A search engine is a program which accepts a query of interest from a user and returns one or more pages that best correspond to the query. The search process involves broadly, a sequence of four steps: query refinement, index search, match evaluation, and presentation of results. Each of these steps is itself comprised of steps. The objective of a search is ideally to present all results matching a query and only those results that match the query.
Because of the dynamic nature of much of the content at this web site, a full-text search would be impractical. So queries are matched to a static representation of site content which is referred to as the site index. Presently, this index has been manually developed with some automatic assistance.
The step of query refinement attempts to improve a query before matching it to content. Query refinement involves the following steps:
Deleting stoplist words - A stoplist is a list of words which are so common in a language that they are usually considered to be the least meaningful words in content. These high-frenquency, low-content words can be deleted from a query except where they occur in a phrase. (They are retained in a phrase because the phrase is meaningful as a unit so that removing any stopword from a phrase can destroy the meaning of the phrase as a whole.)
Stemming of plurals - Stemming replaces the plural form of a word with its singular form.

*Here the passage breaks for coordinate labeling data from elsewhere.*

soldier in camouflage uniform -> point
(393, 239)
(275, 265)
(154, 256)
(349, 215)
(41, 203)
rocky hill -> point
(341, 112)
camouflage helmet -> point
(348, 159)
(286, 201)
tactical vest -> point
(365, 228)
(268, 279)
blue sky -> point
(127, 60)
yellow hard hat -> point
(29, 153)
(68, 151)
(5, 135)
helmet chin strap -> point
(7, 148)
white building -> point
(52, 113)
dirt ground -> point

Substituting with preferred words - Substituting replaces all forms of a word with a standard form.
Synonymizing words - Synonymy replaces words having the same meaning.

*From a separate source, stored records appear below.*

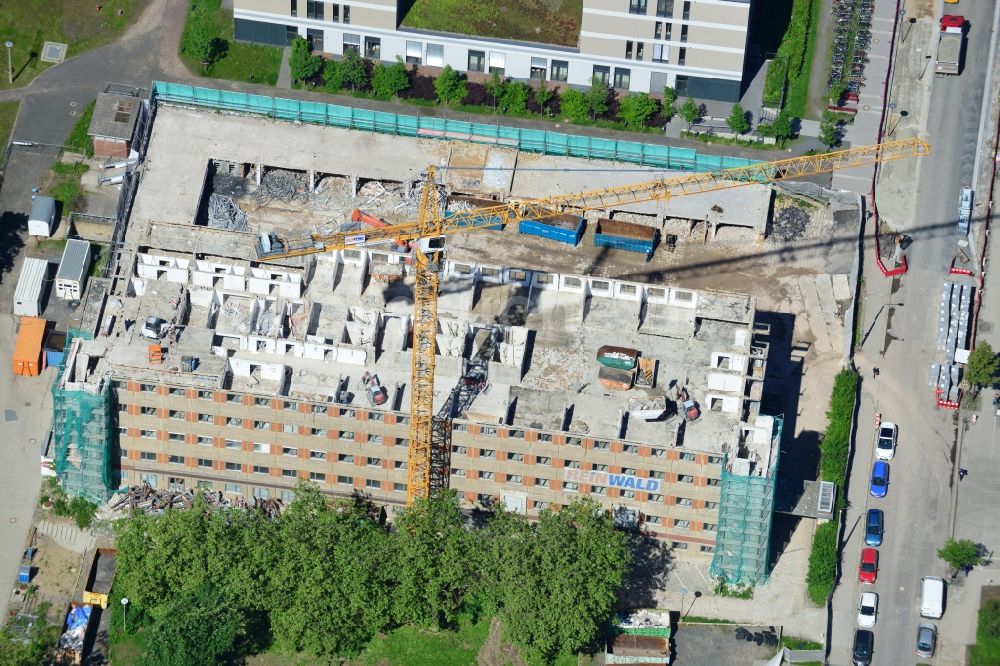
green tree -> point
(737, 120)
(544, 96)
(961, 554)
(353, 71)
(669, 98)
(495, 86)
(690, 111)
(636, 109)
(781, 127)
(203, 43)
(331, 592)
(302, 63)
(195, 629)
(829, 132)
(333, 76)
(450, 86)
(515, 98)
(389, 81)
(981, 370)
(574, 106)
(432, 562)
(598, 98)
(562, 587)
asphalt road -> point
(918, 506)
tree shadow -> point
(11, 242)
(648, 572)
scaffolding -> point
(746, 508)
(82, 431)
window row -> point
(178, 483)
(511, 456)
(664, 8)
(316, 9)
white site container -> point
(42, 219)
(72, 275)
(30, 287)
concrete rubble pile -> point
(151, 500)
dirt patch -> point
(496, 651)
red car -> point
(869, 565)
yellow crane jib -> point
(428, 432)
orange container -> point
(28, 347)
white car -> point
(867, 609)
(885, 442)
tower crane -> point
(430, 434)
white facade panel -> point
(30, 286)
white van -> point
(932, 597)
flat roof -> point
(114, 116)
(552, 22)
(75, 260)
(334, 327)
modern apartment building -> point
(197, 366)
(696, 46)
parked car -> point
(885, 442)
(926, 639)
(864, 645)
(874, 526)
(867, 609)
(880, 478)
(868, 569)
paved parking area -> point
(717, 645)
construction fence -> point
(746, 507)
(82, 433)
(429, 127)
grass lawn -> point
(793, 643)
(78, 141)
(407, 646)
(30, 23)
(551, 22)
(240, 62)
(8, 114)
(798, 88)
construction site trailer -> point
(626, 236)
(30, 286)
(42, 220)
(561, 228)
(27, 359)
(72, 274)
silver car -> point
(926, 639)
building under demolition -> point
(197, 365)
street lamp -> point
(124, 605)
(10, 67)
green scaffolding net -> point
(430, 127)
(743, 536)
(82, 432)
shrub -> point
(302, 63)
(822, 563)
(389, 81)
(450, 86)
(515, 98)
(635, 110)
(574, 105)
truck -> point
(951, 41)
(82, 619)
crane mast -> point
(430, 433)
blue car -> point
(880, 478)
(873, 527)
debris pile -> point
(223, 213)
(283, 185)
(790, 223)
(150, 500)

Hypernymizing words - Hypernymy replaces words of the same hypernym with that hypernym.
The step of index search matches a refined query to a site index as efficiently as possible. This search engine integrates query refinement and index search steps: A step of refinement is performed and a search is done. If the search is successful, the results are evaluated. If the search is not successful, another step of refinement is performed and the search repeated.

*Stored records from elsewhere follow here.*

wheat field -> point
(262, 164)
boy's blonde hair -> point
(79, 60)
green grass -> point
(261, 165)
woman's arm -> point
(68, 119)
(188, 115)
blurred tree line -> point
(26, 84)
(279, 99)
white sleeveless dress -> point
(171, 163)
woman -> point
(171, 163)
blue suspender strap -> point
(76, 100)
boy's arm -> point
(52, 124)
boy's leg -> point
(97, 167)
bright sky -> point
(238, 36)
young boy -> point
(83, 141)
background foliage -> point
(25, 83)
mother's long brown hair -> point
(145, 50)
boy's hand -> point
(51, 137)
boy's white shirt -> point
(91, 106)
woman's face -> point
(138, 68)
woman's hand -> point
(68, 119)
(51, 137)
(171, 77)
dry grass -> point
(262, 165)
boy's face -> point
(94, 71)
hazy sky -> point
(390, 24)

The step of match evaluation ranks the results of an index search. If only one result is yielded, no evaluation is needed. If more than one result is yielded, the results are scored and the highest scoring result is presented. If more than one result is scored highest, then the highest scoring results are presented together.
The step of result presentation decides the most useful way to show the user what content was found. At this time, only the best choice among all matches (if more than one match occurs) is returned to the user by displaying the page corresponding to the best match. If no match occurs, the query is sent to Google and the first page of results from Google is displayed to the user.